De rechtbank wordt gevolgd in haar oordeel dat er geen aanleiding bestaat om te twijfelen aan de medische beoordeling. De verzekeringsarts heeft op basis van de bevindingen na lichamelijk en psychisch onderzoek en de beschikbare medische informatie de functionele mogelijkheden van appellante vastgesteld. In de FML van 25 oktober 2017 is een aantal beperkingen aangenomen in de rubrieken persoonlijk functioneren, sociaal functioneren, aanpassing aan fysieke omgevingseisen, dynamische handelingen en statische houdingen. Verder is er ook een urenbeperking van 30 uur aangenomen. De in hoger beroep overgelegde specialistenbrieven geven geen aanleiding om anders te oordelen. De informatie ziet niet op de datum in geding en de gegevens waren voor een deel al bekend bij de verzekeringsartsen. Uit de informatie die voorhanden is blijkt niet dat de verzekeringsartsen onvoldoende rekening hebben gehouden met de lichamelijke beperkingen van appellante.
4.5.
Dat inmiddels blijkt dat de diagnose ASS is gesteld en dat appellante depressieve klachten heeft, betekent niet dat het medisch onderzoek door de verzekeringsartsen onzorgvuldig of onjuist is geweest. De verzekeringsartsen hebben appellante gezien rond de datum in geding en hebben rekening gehouden met de toen bij appellante aanwezige klachten en aanwezige informatie over haar aandoeningen en beperkingen. De verzekeringsarts bezwaar en beroep heeft in zijn rapport van 27 augustus 2019 toegelicht dat bij de diagnose ASS in zijn algemeenheid niet gesteld kan worden dat iemand niet zou kunnen werken. Ook volgens de verzekeringsarts bezwaar en beroep heeft appellante beperkingen in de rubrieken persoonlijk- en sociaal functioneren van de FML, en is daarmee voldoende rekening gehouden bij de beoordeling over de datum in geding van 30 oktober 2017. Dat standpunt wordt gevolgd, nu de beschikbare medische informatie, ook die welke bij faxbrief van 13 februari 2021 is ingezonden, onvoldoende aanknopingspunten biedt voor het oordeel dat de psychische beperkingen van appellante op de datum in geding zijn onderschat. Dat appellante tijdens de zitting heeft vermeld dat zij nog steeds op zoek is naar een passende behandeling voor haar klachten leidt niet tot een ander oordeel, omdat ook daaruit niet blijkt dat haar beperkingen voor de hier van belang zijnde datum zijn onderschat. Er is dan ook geen aanleiding om nadere gegevens af te wachten, zoals door appellante is verzocht.
4.6.
De rechtbank wordt ook gevolgd in haar oordeel dat het Uwv voldoende heeft gemotiveerd dat de aan de berekening van het arbeidsongeschiktheidspercentage ten grondslag gelegde functies in medisch opzicht geschikt zijn voor appellante.
4.7.
Uit 4.2 tot en met 4.6 volgt dat het hoger beroep niet slaagt. De aangevallen uitspraak zal worden bevestigd.
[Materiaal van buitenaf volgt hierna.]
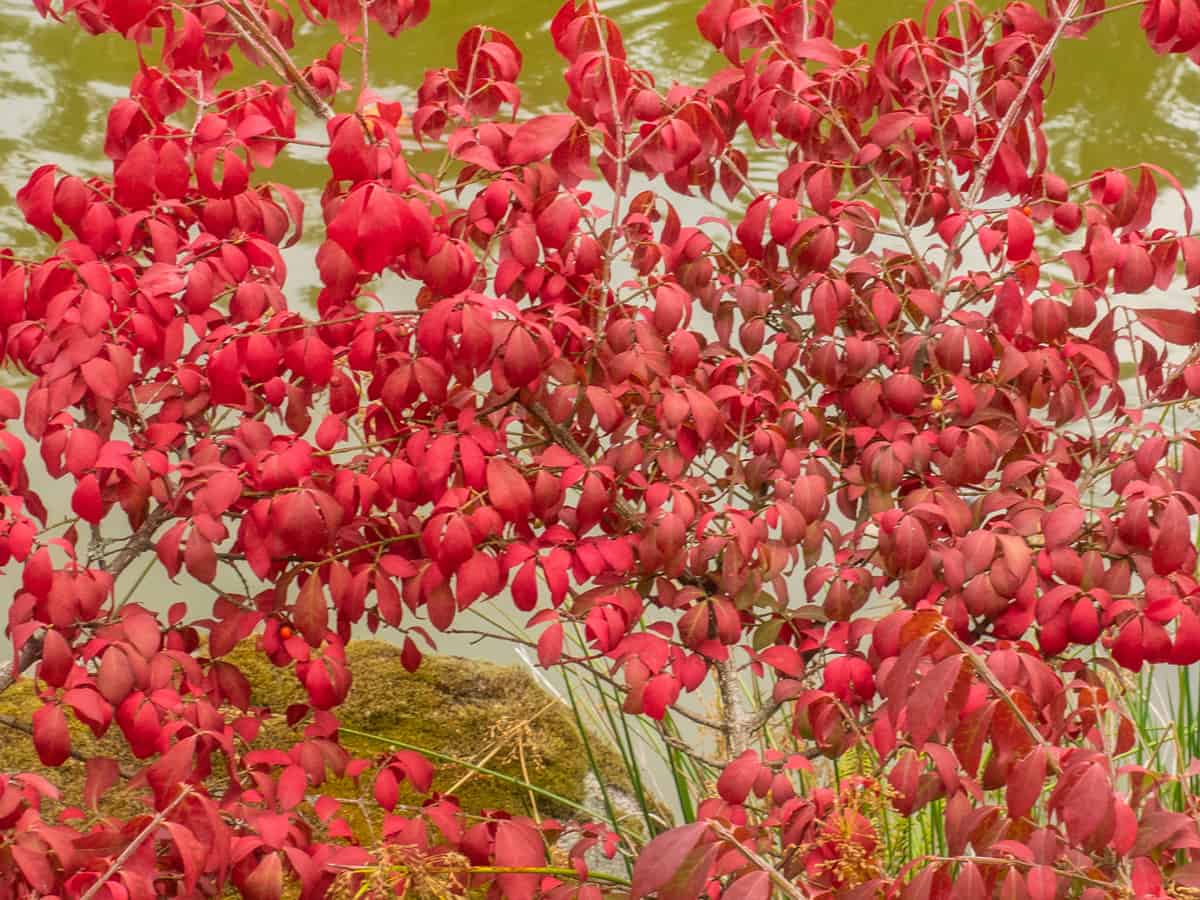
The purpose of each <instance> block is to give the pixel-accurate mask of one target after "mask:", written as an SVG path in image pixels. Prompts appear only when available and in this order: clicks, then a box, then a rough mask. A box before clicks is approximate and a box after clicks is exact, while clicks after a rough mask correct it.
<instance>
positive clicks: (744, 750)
mask: <svg viewBox="0 0 1200 900" xmlns="http://www.w3.org/2000/svg"><path fill="white" fill-rule="evenodd" d="M713 668H714V670H715V671H716V686H718V690H720V692H721V731H722V732H724V733H725V740H726V749H727V752H728V757H730V758H731V760H734V758H737V757H738V756H740V755H742V754H744V752H745V751H746V750H748V749H749V748H750V736H751V733H752V730H751V725H752V721H751V719H750V716H749V715H748V714H746V710H745V706H744V704H743V703H742V695H740V694H739V692H738V688H739V686H740V683H739V680H738V676H737V670H736V668H734V667H733V660H732V659H724V660H719V661H718V662H714V664H713Z"/></svg>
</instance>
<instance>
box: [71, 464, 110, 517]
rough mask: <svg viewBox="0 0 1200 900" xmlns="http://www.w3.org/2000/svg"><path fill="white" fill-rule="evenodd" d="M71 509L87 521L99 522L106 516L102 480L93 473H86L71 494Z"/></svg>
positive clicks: (76, 514) (80, 480)
mask: <svg viewBox="0 0 1200 900" xmlns="http://www.w3.org/2000/svg"><path fill="white" fill-rule="evenodd" d="M71 509H72V511H73V512H74V514H76V515H77V516H79V517H80V518H82V520H84V521H85V522H90V523H91V524H98V523H100V520H102V518H103V517H104V503H103V500H102V499H101V497H100V481H98V480H96V476H95V475H92V474H88V475H84V476H83V478H82V479H79V484H78V485H76V490H74V493H73V494H72V496H71Z"/></svg>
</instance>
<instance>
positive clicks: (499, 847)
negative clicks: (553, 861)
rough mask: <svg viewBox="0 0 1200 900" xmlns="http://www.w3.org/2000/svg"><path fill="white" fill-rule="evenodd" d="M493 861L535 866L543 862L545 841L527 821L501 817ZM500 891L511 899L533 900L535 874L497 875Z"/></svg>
mask: <svg viewBox="0 0 1200 900" xmlns="http://www.w3.org/2000/svg"><path fill="white" fill-rule="evenodd" d="M496 864H497V865H499V866H511V868H514V869H535V868H538V866H542V865H545V864H546V845H545V844H544V842H542V840H541V834H540V833H539V832H538V829H536V828H534V827H533V826H530V824H527V823H524V822H520V821H517V820H512V818H510V820H505V821H502V822H500V823H499V824H498V826H497V827H496ZM497 881H498V882H499V887H500V895H502V896H504V898H511V900H533V898H534V895H535V894H536V893H538V881H539V876H538V875H534V874H528V875H526V874H508V875H500V876H499V877H498V878H497Z"/></svg>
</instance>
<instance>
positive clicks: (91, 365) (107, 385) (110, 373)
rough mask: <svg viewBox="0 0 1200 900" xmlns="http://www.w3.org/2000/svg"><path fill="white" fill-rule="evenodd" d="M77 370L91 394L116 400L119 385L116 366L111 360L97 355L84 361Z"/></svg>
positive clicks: (119, 385) (110, 400) (106, 399)
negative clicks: (95, 356)
mask: <svg viewBox="0 0 1200 900" xmlns="http://www.w3.org/2000/svg"><path fill="white" fill-rule="evenodd" d="M79 371H80V373H82V374H83V380H84V382H85V383H86V385H88V389H89V390H90V391H91V392H92V394H95V395H96V396H97V397H101V398H103V400H107V401H114V400H116V395H118V394H119V392H120V390H121V385H120V382H119V379H118V377H116V367H115V366H114V365H113V364H112V362H109V361H108V360H107V359H100V358H98V356H97V358H96V359H90V360H88V361H86V362H84V364H83V366H80V367H79Z"/></svg>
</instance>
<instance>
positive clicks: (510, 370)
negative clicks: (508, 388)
mask: <svg viewBox="0 0 1200 900" xmlns="http://www.w3.org/2000/svg"><path fill="white" fill-rule="evenodd" d="M540 371H541V354H540V353H539V352H538V344H536V343H535V342H534V340H533V338H532V337H530V336H529V332H528V331H526V330H524V329H523V328H520V326H517V328H514V329H512V331H511V334H510V335H509V340H508V342H506V343H505V344H504V377H505V378H506V379H508V382H509V384H510V385H511V386H514V388H524V386H526V385H528V384H529V383H530V382H533V380H534V379H535V378H538V373H539V372H540Z"/></svg>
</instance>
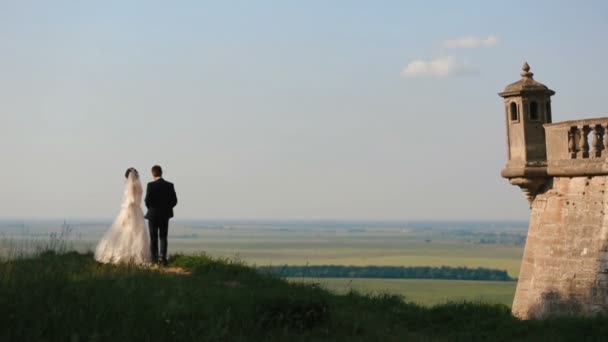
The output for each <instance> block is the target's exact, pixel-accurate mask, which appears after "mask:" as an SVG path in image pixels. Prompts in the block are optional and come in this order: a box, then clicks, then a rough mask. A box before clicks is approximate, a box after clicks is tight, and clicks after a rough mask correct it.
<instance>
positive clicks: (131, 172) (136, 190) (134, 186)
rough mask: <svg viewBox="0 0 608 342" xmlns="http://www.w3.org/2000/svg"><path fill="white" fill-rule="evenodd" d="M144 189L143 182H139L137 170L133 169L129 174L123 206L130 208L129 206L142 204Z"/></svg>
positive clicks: (123, 202) (139, 181)
mask: <svg viewBox="0 0 608 342" xmlns="http://www.w3.org/2000/svg"><path fill="white" fill-rule="evenodd" d="M142 192H143V189H142V187H141V181H140V180H139V173H137V170H135V169H132V170H131V172H129V176H128V177H127V182H126V184H125V194H124V199H123V206H128V205H129V204H132V203H136V204H138V205H139V204H140V203H141V194H142Z"/></svg>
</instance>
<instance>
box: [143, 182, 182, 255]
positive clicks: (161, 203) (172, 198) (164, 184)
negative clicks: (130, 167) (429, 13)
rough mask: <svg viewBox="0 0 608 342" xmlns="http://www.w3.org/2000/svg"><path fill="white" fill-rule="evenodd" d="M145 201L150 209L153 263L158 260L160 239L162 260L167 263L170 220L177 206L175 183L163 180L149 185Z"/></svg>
mask: <svg viewBox="0 0 608 342" xmlns="http://www.w3.org/2000/svg"><path fill="white" fill-rule="evenodd" d="M144 201H145V202H146V207H147V208H148V212H147V213H146V218H147V219H148V228H149V229H150V248H151V249H152V261H154V262H156V261H157V260H158V257H159V255H158V240H159V238H160V260H161V262H163V263H166V262H167V233H168V231H169V219H170V218H172V217H173V208H174V207H175V206H176V205H177V195H176V194H175V187H174V186H173V183H170V182H167V181H166V180H164V179H162V178H159V179H157V180H155V181H153V182H150V183H148V188H147V189H146V199H145V200H144Z"/></svg>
5. Voor een veroordeling in de proceskosten bestaat geen aanleiding.

BESLISSING

De Centrale Raad van Beroep bevestigt de aangevallen uitspraak.
Deze uitspraak is gedaan door J.S. van der Kolk, in tegenwoordigheid van L.R. Kokhuis als griffier. De beslissing is uitgesproken in het openbaar op 31 maart 2021.